Discussion: Transcription of decimal dot in numbers
wollmers opened this issue · 0 comments
There are some numbers in the original images, where the decimal dot is not sitting near the baseline. Either at the hight of the hyphen, or at the top edge (height of capitals).
IMHO for broader use of the GT files (OCR training, benchmark) an intermediate transcription should be used, i. e. Unicode without PUA and as near as possible to the original glyphs (long s), spelling etc. Conversion into basic level (current spelling, German keyboard) is easier than conversion in the other direction.
What dots are available in Unicode:
cpoint name
'.' U+002E FULL STOP (Other_Punctuation)
'·' U+00B7 MIDDLE DOT (Other_Punctuation)
'˙' U+02D9 DOT ABOVE (Modifier_Symbol)
'·' U+0387 GREEK ANO TELEIA (Other_Punctuation)

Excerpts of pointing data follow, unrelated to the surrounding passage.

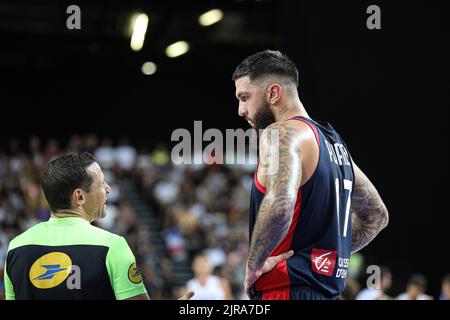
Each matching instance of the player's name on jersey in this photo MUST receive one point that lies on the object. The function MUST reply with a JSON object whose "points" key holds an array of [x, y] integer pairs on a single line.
{"points": [[338, 154]]}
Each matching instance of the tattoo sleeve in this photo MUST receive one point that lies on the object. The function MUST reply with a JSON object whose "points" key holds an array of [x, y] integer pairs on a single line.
{"points": [[369, 214], [281, 166]]}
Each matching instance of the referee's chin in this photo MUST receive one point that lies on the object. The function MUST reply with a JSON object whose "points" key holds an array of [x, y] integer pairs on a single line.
{"points": [[103, 212]]}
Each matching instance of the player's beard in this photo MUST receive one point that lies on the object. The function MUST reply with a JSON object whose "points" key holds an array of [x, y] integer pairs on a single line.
{"points": [[264, 117]]}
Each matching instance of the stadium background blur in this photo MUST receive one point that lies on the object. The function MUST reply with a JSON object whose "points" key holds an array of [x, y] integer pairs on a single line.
{"points": [[70, 90]]}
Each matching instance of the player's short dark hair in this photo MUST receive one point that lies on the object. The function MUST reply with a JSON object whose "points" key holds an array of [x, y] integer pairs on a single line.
{"points": [[267, 63], [63, 175], [418, 280]]}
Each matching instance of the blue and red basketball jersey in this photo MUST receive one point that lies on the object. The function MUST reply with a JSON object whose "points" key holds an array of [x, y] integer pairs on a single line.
{"points": [[321, 229]]}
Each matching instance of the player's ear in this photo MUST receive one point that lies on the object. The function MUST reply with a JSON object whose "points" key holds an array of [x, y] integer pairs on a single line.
{"points": [[274, 93], [78, 197]]}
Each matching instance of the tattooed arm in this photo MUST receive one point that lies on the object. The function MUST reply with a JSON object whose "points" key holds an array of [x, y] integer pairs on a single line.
{"points": [[282, 174], [369, 214]]}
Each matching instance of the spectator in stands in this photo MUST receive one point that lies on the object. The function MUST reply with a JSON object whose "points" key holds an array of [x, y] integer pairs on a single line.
{"points": [[380, 292], [206, 285]]}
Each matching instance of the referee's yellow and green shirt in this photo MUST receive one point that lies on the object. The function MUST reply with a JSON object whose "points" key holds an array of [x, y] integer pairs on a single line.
{"points": [[68, 258]]}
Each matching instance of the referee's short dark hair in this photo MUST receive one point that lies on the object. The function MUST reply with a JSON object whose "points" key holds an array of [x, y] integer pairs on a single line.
{"points": [[63, 175]]}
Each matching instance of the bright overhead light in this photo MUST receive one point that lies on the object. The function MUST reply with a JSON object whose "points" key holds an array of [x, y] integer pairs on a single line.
{"points": [[210, 17], [177, 49], [139, 29], [148, 68]]}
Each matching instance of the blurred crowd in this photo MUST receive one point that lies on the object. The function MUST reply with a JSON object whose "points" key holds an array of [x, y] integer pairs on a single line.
{"points": [[203, 211]]}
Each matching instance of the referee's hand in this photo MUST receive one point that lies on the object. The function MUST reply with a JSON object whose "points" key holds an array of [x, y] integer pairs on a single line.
{"points": [[187, 296]]}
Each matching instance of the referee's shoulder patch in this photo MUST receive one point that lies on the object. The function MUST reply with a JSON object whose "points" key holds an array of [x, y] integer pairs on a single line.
{"points": [[133, 274]]}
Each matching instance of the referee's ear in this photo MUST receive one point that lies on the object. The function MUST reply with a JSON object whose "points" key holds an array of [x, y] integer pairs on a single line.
{"points": [[78, 198]]}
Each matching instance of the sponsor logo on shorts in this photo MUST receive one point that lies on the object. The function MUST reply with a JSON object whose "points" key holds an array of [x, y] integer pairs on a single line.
{"points": [[323, 261]]}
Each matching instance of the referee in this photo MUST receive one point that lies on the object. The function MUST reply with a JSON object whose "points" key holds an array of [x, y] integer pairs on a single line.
{"points": [[66, 257]]}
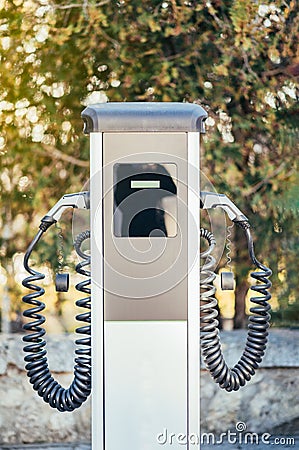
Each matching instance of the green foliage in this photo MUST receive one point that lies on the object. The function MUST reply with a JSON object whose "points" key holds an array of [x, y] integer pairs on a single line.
{"points": [[236, 58]]}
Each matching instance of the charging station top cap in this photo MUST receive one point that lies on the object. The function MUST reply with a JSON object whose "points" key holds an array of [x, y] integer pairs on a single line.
{"points": [[144, 116]]}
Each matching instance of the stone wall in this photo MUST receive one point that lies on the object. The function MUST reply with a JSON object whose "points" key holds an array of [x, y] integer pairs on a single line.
{"points": [[269, 402]]}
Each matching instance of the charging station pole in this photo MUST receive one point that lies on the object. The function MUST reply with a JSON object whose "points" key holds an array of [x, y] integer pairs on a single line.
{"points": [[145, 274]]}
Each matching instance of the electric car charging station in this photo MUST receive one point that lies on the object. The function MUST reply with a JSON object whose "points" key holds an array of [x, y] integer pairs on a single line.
{"points": [[150, 285]]}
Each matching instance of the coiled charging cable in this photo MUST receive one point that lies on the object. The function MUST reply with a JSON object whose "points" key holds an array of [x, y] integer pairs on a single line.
{"points": [[231, 379], [36, 360]]}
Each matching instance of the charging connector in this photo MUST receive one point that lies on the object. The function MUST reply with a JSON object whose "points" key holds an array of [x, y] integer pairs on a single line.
{"points": [[210, 200]]}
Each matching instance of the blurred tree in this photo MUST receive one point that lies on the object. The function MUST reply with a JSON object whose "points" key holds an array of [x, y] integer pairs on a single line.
{"points": [[238, 59]]}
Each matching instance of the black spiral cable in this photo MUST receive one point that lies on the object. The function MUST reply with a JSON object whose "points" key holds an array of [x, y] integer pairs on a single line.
{"points": [[36, 360], [231, 379]]}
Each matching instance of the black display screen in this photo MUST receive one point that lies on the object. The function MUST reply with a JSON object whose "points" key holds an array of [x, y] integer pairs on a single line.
{"points": [[145, 202]]}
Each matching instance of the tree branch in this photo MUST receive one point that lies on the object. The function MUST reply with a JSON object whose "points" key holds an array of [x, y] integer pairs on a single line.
{"points": [[79, 5]]}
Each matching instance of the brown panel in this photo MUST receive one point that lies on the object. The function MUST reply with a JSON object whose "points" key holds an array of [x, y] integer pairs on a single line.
{"points": [[145, 278]]}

'᛫' U+16EB RUNIC SINGLE PUNCTUATION (Other_Punctuation)
'․' U+2024 ONE DOT LEADER (Other_Punctuation)
'‧' U+2027 HYPHENATION POINT (Other_Punctuation)
'∙' U+2219 BULLET OPERATOR (Math_Symbol)
'⋅' U+22C5 DOT OPERATOR (Math_Symbol)
'⸱' U+2E31 WORD SEPARATOR MIDDLE DOT (Other_Punctuation)
'⸳' U+2E33 RAISED DOT (Other_Punctuation)
'・' U+30FB KATAKANA MIDDLE DOT (Other_Punctuation)
'ꞏ' U+A78F LATIN LETTER SINOLOGICAL DOT (Other_Letter)
MIDDLE DOT appears frequently in current and old typography and is available in most fonts.
But I hesitate to use DOT ABOVE, because it's a modifier symbol. We can use it now and maybe convert later after consulting some opinions.